See also: http://docs.spring.io/spring-boot/docs/current-SNAPSHOT/reference/htmlsingle/#boot-features-configure-datasource

This looks like it could be a good case for some AOP. First start by creating a custom field annotation @CustomSequenceGeneratedValue , and then annotate the field on the entity with it:

public class MyEntity {
...
    @CustomSequenceGeneratedValue
    private Long generatedValue;

    public void setGeneratedValue(long generatedValue) {

    }
}

Then an aspect is created to increment generated values:

@Aspect
public class CustomSequenceGeneratedValueAspect {

    @PersistenceContext 
    private EntityManager em;

    @Before("execution(* com.yourpackage.dao.SomeDao.*.*(..))")
    public void beforeSaving(JoinPoint jp) throws Throwable {
        Object[] args = jp.getArgs();
        MethodSignature ms = (MethodSignature) jp.getSignature();
        Method m = ms.getMethod();

        Annotation[][] parameterAnnotations = m.getParameterAnnotations();

        for (int i = 0; i < parameterAnnotations.length; i++) {
            Annotation[] annotations = parameterAnnotations[i];
            for (Annotation annotation : annotations) {
                if (annotation.annotationType() == CustomSequenceGeneratedEntity.class) {
                       ... find generated properties run query and call setter ...

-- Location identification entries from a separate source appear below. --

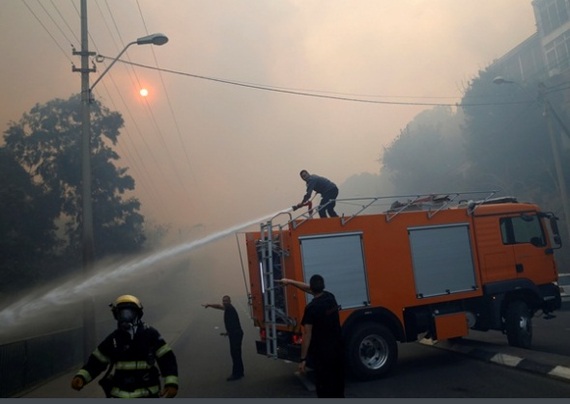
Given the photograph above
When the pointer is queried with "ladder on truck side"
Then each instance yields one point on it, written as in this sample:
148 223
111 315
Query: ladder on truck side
270 248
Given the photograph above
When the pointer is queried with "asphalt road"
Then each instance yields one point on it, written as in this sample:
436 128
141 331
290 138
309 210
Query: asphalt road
423 371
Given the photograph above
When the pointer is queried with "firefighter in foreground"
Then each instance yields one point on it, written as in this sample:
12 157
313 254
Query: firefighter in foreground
131 355
322 339
234 333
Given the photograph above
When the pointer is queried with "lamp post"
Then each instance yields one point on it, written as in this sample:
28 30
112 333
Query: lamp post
87 207
548 112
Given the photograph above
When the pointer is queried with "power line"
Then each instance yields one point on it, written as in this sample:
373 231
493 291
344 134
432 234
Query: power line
313 94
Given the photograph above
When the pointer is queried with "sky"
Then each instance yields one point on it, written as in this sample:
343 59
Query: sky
246 93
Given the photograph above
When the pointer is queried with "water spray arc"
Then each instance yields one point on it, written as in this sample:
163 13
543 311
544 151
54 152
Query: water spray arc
29 307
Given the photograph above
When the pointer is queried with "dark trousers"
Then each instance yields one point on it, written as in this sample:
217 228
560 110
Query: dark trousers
329 376
326 197
235 351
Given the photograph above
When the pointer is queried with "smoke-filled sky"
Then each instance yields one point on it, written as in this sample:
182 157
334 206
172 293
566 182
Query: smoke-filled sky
206 153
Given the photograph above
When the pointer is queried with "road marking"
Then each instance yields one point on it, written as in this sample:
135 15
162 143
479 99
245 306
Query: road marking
503 359
560 371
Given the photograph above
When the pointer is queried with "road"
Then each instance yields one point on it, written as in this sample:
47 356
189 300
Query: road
422 371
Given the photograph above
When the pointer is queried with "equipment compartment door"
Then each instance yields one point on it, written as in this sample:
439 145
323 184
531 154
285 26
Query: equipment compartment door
339 258
442 260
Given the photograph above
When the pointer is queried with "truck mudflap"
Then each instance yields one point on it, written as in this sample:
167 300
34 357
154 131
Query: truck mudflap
290 352
551 298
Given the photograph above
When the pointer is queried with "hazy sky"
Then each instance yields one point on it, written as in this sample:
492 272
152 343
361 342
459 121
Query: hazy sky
210 154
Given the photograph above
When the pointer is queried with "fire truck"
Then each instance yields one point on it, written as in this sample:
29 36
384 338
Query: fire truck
404 268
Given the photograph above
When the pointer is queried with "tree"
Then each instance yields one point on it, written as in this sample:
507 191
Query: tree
427 156
506 138
46 144
27 230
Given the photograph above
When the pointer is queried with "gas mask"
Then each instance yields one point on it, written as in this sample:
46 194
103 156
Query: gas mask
127 318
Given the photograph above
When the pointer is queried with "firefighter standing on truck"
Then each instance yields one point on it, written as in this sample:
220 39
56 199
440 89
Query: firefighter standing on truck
323 186
131 355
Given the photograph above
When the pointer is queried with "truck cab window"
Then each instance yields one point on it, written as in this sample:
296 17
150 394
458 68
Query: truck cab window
522 229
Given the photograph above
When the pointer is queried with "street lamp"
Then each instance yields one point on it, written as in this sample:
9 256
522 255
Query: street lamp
87 207
554 144
154 39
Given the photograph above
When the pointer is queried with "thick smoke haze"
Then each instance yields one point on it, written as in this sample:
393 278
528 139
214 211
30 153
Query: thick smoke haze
206 154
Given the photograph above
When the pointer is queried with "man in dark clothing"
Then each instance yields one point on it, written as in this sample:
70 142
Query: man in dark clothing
323 186
131 354
234 334
322 339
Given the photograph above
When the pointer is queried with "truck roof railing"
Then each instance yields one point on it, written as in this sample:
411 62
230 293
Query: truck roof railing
392 206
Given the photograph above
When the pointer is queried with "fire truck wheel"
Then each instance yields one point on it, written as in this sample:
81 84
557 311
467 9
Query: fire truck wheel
372 351
518 324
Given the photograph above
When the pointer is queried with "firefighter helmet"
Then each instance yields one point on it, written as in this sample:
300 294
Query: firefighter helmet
126 301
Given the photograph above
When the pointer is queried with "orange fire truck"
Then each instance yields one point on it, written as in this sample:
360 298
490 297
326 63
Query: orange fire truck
406 268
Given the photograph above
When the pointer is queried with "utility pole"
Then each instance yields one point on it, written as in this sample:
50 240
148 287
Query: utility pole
87 208
555 145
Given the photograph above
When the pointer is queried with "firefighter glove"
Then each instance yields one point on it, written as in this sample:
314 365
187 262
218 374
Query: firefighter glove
169 391
77 383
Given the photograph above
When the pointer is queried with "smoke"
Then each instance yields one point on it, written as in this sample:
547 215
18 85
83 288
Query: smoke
75 290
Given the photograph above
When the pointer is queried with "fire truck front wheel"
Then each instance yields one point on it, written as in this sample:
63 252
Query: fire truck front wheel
518 324
372 351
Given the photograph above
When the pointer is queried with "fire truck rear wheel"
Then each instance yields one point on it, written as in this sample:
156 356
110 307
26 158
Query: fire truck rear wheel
518 324
372 351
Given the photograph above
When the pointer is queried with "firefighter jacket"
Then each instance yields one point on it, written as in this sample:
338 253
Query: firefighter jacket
131 363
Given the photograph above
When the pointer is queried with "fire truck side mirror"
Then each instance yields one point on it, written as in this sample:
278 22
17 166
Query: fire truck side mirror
555 232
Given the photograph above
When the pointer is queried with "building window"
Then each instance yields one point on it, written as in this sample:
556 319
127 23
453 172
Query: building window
553 14
558 53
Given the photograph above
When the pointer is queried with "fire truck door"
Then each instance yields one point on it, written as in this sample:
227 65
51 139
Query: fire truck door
527 238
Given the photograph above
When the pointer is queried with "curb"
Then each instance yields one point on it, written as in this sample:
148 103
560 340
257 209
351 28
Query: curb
543 363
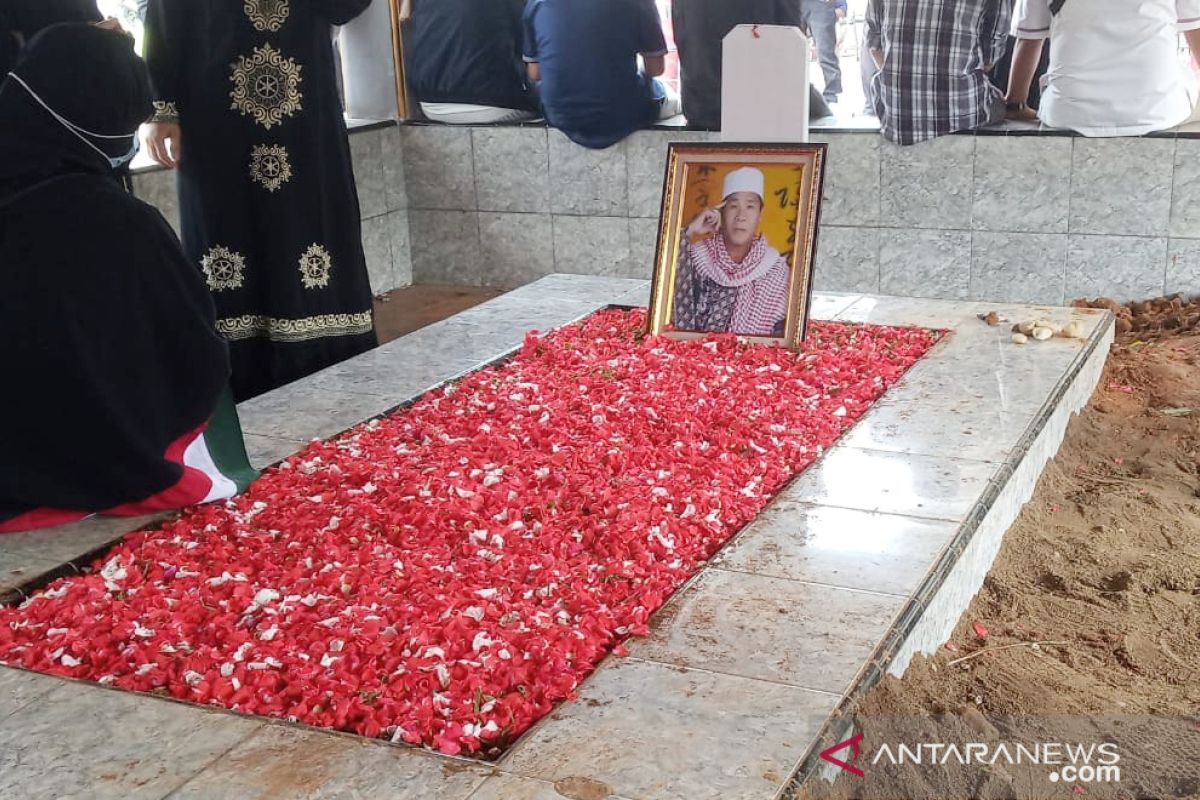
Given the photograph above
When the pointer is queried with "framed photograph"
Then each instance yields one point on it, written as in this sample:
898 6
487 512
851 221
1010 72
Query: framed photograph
736 241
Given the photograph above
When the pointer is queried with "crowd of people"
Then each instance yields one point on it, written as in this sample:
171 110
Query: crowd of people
933 66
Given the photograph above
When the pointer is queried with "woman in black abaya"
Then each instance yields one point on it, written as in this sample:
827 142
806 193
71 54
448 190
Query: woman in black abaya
246 107
113 368
22 19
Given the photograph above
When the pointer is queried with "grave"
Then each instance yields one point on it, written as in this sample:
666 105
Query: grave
868 558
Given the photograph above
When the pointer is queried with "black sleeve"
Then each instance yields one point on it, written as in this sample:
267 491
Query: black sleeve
165 35
339 12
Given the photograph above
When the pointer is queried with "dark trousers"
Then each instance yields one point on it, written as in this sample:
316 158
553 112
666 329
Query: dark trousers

                      ... Query query = em.createNativeQuery("select MY_SEQUENCE.NEXTVAL from dual");
                }
            }
        }
    } 
}

Then the aspect is scanned with <aop:aspectj-autoproxy /> , and applied to any Spring DAO saving entities of this type. The aspect would populate the sequence generated values based on a sequence, in a transparent way for the user.

You mentioned being open to using JDBC. Here is how you can you use Entity Callback with JdbcTemplate, the example uses Postgres's syntax for selecting next value in a sequence, just update it to use the right syntax for your DB.

Add this to your entity class:

@javax.persistence.EntityListeners(com.example.MyEntityListener.class)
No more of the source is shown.